Touched by the revivals which swept America following the Civil War, Friends rekindled the fire of evangelism. Revival meetings with penitents kneeling in prayer were common during this period. Paid ministers were increasingly appointed to the pastoral care of the converts. There was rapid growth. Several unifying conferences were held around the last decade of that century. Missionaries were sent out to Africa, Cuba, Alaska, and elsewhere. A delegate body called the Five Years Meeting of Friends (later named Friends United Meeting) was established by eleven Yearly Meetings.

This unity, however was shattered by the modernist-fundamentalist rift which shook American Protestantism in the early 1900’s. Several Meetings withdrew form the Five Years Meeting.

Two of the Yearly Meetings which withdrew from Five Years Meeting in the early 1900’s formed a new evangelical alliance in the early 1960’s. This organization, Evangelical Friends International, is a worldwide movement with regions in North America, Africa, Asia, and Latin America. This Christ-centered movement works hand in hand with Evangelical Friends Mission planting churches and carrying the gospel message around the world to participate in the fulfillment of the Great Commission (Matthew 28:19 and 20).


The other two major groupings of Friends in the United States are Friends United Meeting, comprised of twelve or thirteen yearly meetings across the United States, and Friends General Conference.

Two organizations which at times attempt to speak for Friends are the American Friends Service Committee, and the Friends Committee on National Legislation. Both of these are unofficial and depend upon foundations for the bulk of their funding. For the most part, Evangelical Friends International does not participate in any of the activities of these two groups, primarily because we have basic and fundamental disagreements with them in both theological and political areas. In the area of theology, they would not agree with the Statement of Faith of the Evangelical Friends Yearly meetings. In the past, Evangelical Friends have sent representatives to their meetings, and have been disappointed that they have not listened to, nor appreciated our concerns.
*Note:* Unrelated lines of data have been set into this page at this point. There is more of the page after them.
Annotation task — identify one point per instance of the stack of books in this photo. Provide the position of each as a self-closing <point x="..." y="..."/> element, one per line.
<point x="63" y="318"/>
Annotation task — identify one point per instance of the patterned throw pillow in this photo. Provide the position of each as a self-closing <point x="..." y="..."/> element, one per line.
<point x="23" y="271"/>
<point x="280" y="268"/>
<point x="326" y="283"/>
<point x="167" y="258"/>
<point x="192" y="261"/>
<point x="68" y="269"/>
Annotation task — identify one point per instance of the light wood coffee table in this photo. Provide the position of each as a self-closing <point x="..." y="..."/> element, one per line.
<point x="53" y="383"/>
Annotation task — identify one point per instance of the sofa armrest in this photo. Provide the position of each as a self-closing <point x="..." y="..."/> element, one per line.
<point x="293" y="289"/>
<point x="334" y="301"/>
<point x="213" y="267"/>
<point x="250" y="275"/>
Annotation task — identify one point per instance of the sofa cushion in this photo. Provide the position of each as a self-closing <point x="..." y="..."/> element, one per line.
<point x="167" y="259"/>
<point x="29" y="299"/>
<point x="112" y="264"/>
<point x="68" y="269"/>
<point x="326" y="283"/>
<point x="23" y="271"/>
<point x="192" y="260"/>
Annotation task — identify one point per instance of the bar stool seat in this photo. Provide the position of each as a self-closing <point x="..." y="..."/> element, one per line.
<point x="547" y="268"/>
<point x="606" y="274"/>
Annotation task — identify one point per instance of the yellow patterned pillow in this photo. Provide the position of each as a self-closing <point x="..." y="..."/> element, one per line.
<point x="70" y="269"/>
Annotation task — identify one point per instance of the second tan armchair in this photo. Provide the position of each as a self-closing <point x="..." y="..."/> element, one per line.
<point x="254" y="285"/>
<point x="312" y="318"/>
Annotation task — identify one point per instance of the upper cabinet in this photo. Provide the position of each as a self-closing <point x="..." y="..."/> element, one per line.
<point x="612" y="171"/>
Today, there are at least four major branches of the Religious Society of Friends:

  1. Those who generally gather in meeting houses and practice unprogrammed, non-pastoral, silent worship within a broad theological continuum that includes folks who are very Universalist as well as some who are highly Christ-centered and scripturally based.
  2. Those who gather in meeting houses to practice the unprogrammed, non-pastoral, silent form of worship but are more Christ-centered theologically.
  3. Those who gather in either meeting houses or churches and are Christ-centered and have programmed, pastoral form of worship and may or may not be very evangelical
  4. Those who gather in churches and are very Christ-centered and very evangelical and have programmed, pastoral form of worship.